ROMA – «A distanza di un anno dall’ultima volta, oggi l’Unità è di nuovo in edicola. Non è una rinascita o una ripartenza, è soltanto il numero speciale che l’azienda ha fatto (come nei due anni precedenti) per evitare la decadenza della testata. E se lo scorso anno registrammo come un insulto alla storia nostra e del giornale l’aver affidato a Maurizio Belpietro la direzione editoriale del giornale, questa volta prendiamo atto che a firmare questo numero speciale è un giornalista che è anche senatore del Movimento 5 Stelle».

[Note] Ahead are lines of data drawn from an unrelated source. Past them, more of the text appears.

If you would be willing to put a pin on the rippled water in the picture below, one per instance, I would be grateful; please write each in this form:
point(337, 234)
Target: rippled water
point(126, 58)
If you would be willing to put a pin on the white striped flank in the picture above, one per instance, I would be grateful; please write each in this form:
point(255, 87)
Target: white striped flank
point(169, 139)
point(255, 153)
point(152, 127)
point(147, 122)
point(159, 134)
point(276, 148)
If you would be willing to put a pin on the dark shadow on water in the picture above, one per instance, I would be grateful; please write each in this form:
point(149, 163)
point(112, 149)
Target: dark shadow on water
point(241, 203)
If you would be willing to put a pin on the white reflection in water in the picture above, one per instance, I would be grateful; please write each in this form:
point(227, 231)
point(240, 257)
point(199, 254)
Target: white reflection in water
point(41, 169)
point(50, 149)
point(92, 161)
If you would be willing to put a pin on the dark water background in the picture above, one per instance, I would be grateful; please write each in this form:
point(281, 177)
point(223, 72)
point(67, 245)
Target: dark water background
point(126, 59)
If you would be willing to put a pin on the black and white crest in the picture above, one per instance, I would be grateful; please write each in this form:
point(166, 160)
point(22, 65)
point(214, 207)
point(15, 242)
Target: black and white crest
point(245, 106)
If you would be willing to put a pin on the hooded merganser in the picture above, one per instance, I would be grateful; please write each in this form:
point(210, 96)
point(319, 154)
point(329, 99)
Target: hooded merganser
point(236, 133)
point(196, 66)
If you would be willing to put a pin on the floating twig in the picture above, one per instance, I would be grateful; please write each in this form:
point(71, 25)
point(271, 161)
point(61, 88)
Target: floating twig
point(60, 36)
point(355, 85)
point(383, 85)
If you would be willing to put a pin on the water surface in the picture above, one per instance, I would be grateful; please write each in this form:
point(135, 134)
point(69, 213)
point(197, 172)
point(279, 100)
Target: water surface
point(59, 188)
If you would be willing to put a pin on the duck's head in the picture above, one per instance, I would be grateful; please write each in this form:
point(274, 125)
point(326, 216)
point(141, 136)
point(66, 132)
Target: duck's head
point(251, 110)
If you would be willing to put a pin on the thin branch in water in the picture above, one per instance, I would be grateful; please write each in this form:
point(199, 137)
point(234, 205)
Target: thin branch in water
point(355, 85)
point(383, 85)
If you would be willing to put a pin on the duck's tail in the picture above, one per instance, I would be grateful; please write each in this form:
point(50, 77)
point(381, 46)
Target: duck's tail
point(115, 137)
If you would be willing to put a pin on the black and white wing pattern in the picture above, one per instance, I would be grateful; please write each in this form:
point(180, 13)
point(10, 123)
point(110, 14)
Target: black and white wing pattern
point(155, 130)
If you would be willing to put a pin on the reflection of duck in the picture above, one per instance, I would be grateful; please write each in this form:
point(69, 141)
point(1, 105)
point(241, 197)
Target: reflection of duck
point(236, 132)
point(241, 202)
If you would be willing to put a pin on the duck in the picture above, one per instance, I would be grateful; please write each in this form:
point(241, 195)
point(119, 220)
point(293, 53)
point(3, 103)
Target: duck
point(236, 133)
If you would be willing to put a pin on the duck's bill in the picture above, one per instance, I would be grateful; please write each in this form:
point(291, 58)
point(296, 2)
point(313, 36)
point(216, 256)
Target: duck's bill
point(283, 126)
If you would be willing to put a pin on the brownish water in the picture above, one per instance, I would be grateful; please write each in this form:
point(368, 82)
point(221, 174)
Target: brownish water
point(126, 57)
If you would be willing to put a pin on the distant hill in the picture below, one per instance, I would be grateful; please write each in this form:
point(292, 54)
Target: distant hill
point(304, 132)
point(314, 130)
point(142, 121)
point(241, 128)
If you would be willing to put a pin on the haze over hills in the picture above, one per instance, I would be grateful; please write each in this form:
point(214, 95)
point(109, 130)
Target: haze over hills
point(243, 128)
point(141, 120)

I giornalisti dell’Unità, senza stipendio, senza contributi e senza sussidio di disoccupazione perché, nonostante la cessazione delle pubblicazioni, l’editrice Piesse non li ha mai licenziati, denunciano così l’annuale numero “obbligato” mandato in edicola con la direzione responsabile del sen. Primo Di Nicola.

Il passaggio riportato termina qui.